The aim is to have the pool of 10 standing arbitrators drawn up by the end of July 2020, allowing them to deal, if necessary, with any appeals between MPIA participants. Commissioner for Trade, Phil Hogan, has also written to the trade ministers of over 100 WTO members, inviting them to join the MPIA.
Commissioner Hogan today said: “The EU has nominated its candidate for the pool of arbitrators to serve under the MPIA. This is an important step forward in making the system operational as quickly as possible. It sends an important signal to the WTO membership that participating WTO members are ready to take concrete action to safeguard an independent dispute settlement system with an appeal function. That is why I am encouraging other WTO members to join this temporary initiative, not just to safeguard their rights but to support a rules-based multilateral dispute settlement system which will be crucial in our economic recovery process”.
The MPIA is in effect since 30 April 2020, when the EU and 18 other WTO members notified the arrangement to the WTO. It provides the participating WTO members with a functioning and independent two-tier dispute settlement system in disputes between them. It will apply until the WTO’s Appellate Body is once again able to function.

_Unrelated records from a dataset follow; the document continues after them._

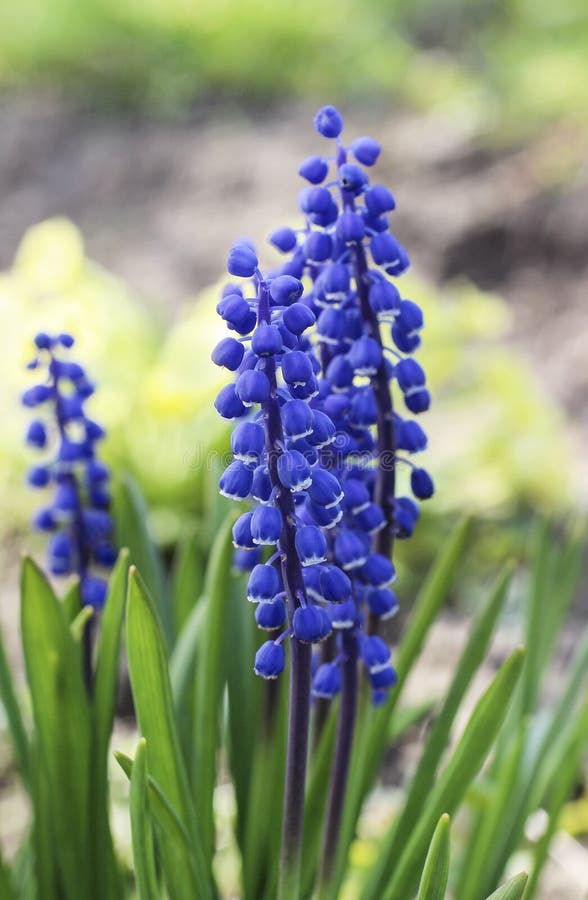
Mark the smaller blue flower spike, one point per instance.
(77, 517)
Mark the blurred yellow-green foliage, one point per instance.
(489, 426)
(513, 65)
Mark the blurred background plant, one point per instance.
(162, 131)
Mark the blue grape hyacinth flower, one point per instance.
(76, 518)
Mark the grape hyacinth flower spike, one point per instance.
(77, 518)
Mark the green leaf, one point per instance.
(211, 674)
(424, 777)
(143, 858)
(561, 788)
(61, 712)
(105, 694)
(512, 890)
(187, 577)
(16, 728)
(371, 733)
(464, 764)
(183, 875)
(7, 889)
(153, 703)
(130, 517)
(436, 869)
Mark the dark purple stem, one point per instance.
(344, 746)
(300, 654)
(78, 538)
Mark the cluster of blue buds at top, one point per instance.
(318, 346)
(77, 518)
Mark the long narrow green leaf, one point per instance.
(183, 659)
(62, 718)
(153, 703)
(130, 517)
(424, 777)
(371, 733)
(464, 764)
(143, 858)
(105, 693)
(562, 785)
(486, 856)
(16, 728)
(7, 889)
(211, 679)
(512, 890)
(436, 869)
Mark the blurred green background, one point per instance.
(151, 134)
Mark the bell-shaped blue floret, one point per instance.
(328, 122)
(38, 476)
(252, 387)
(270, 614)
(242, 260)
(266, 340)
(382, 603)
(247, 442)
(406, 514)
(343, 615)
(366, 150)
(409, 374)
(261, 487)
(270, 660)
(326, 682)
(36, 395)
(378, 200)
(384, 297)
(60, 554)
(378, 571)
(298, 317)
(318, 247)
(350, 228)
(36, 435)
(325, 489)
(417, 400)
(285, 289)
(266, 525)
(263, 584)
(352, 178)
(296, 368)
(375, 654)
(227, 403)
(311, 545)
(297, 419)
(314, 169)
(384, 679)
(365, 356)
(363, 411)
(311, 624)
(283, 239)
(242, 537)
(335, 585)
(93, 592)
(235, 482)
(323, 430)
(294, 471)
(421, 484)
(350, 551)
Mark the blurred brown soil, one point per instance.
(159, 202)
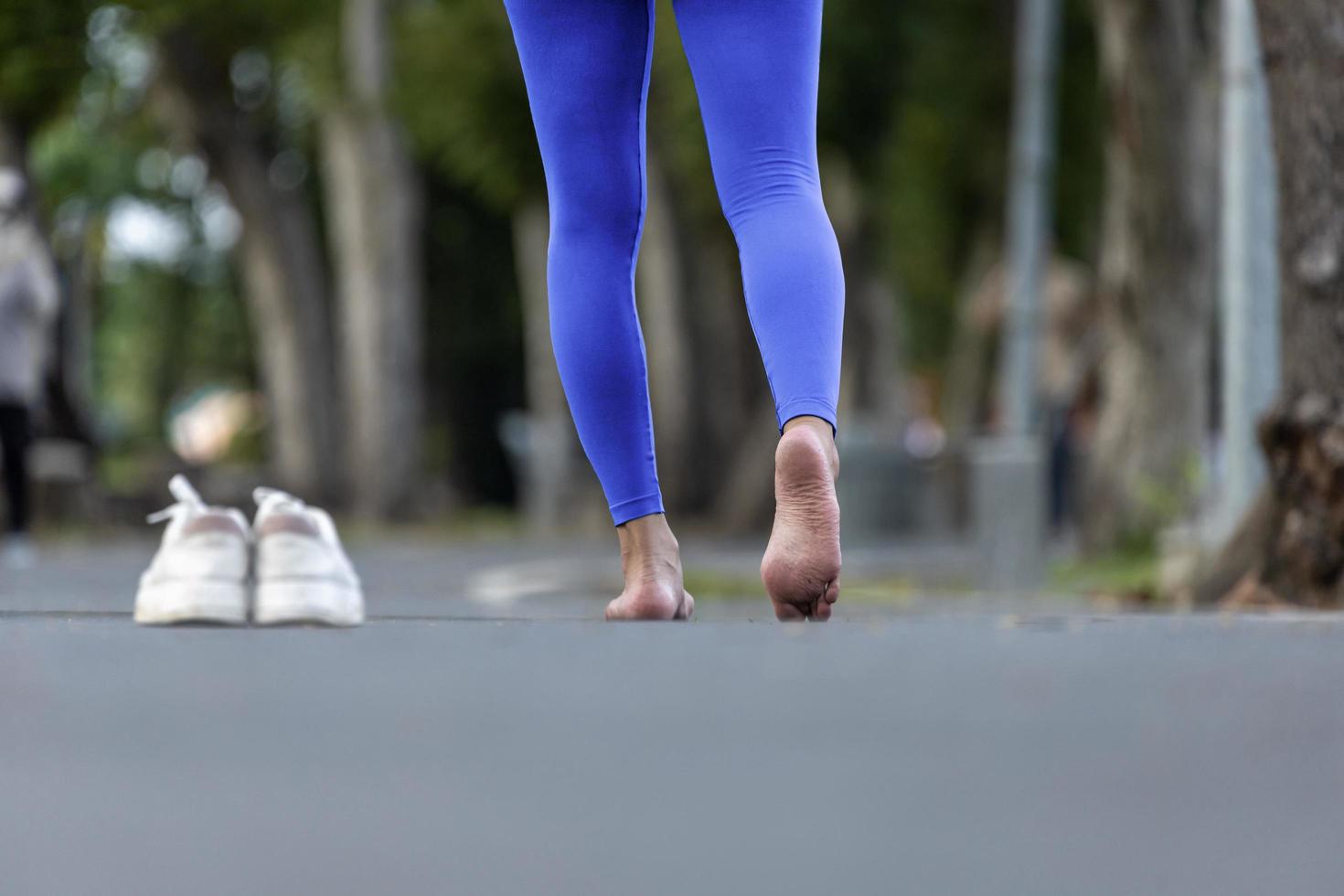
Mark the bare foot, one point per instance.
(652, 564)
(801, 564)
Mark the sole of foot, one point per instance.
(651, 604)
(801, 564)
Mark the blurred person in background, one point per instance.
(28, 304)
(755, 65)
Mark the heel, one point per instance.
(315, 601)
(179, 601)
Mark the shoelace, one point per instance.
(188, 501)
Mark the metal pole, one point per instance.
(1008, 478)
(1249, 263)
(1029, 208)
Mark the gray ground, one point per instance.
(483, 736)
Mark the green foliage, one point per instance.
(40, 57)
(460, 94)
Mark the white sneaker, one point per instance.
(200, 570)
(303, 572)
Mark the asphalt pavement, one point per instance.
(483, 735)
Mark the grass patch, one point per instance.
(1125, 574)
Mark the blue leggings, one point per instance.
(586, 66)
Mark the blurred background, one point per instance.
(303, 242)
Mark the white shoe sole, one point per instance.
(312, 601)
(192, 601)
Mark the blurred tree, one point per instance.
(1290, 546)
(374, 211)
(215, 89)
(1156, 274)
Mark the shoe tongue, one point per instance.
(183, 491)
(273, 500)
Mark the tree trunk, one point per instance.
(1297, 551)
(281, 262)
(1156, 274)
(374, 229)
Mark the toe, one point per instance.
(687, 607)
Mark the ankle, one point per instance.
(648, 540)
(826, 432)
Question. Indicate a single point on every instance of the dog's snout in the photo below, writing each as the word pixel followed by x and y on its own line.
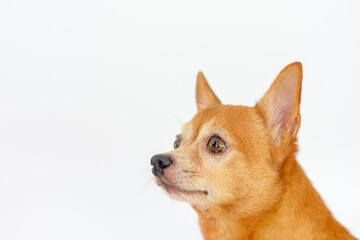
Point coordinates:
pixel 160 162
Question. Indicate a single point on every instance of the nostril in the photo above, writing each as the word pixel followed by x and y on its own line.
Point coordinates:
pixel 161 165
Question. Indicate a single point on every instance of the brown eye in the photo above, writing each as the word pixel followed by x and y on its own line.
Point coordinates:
pixel 177 143
pixel 216 144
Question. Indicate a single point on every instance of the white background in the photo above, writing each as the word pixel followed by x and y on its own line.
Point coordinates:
pixel 90 90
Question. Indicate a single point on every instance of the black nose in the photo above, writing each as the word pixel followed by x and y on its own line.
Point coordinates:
pixel 160 162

The EU’s priority remains resolving the current WTO Appellate Body impasse as part of a wider reform of the WTO. This is even more important now that the public health situation has re-emphasised the need for a properly functioning, multilateral, rules-based global trading system. For this reason, Commissioner Hogan has also written to Robert Lighthizer, the United States Trade Representative, reiterating the EU’s offer to work together to reform the WTO Appellate Body and other aspects of the WTO system that need improvement.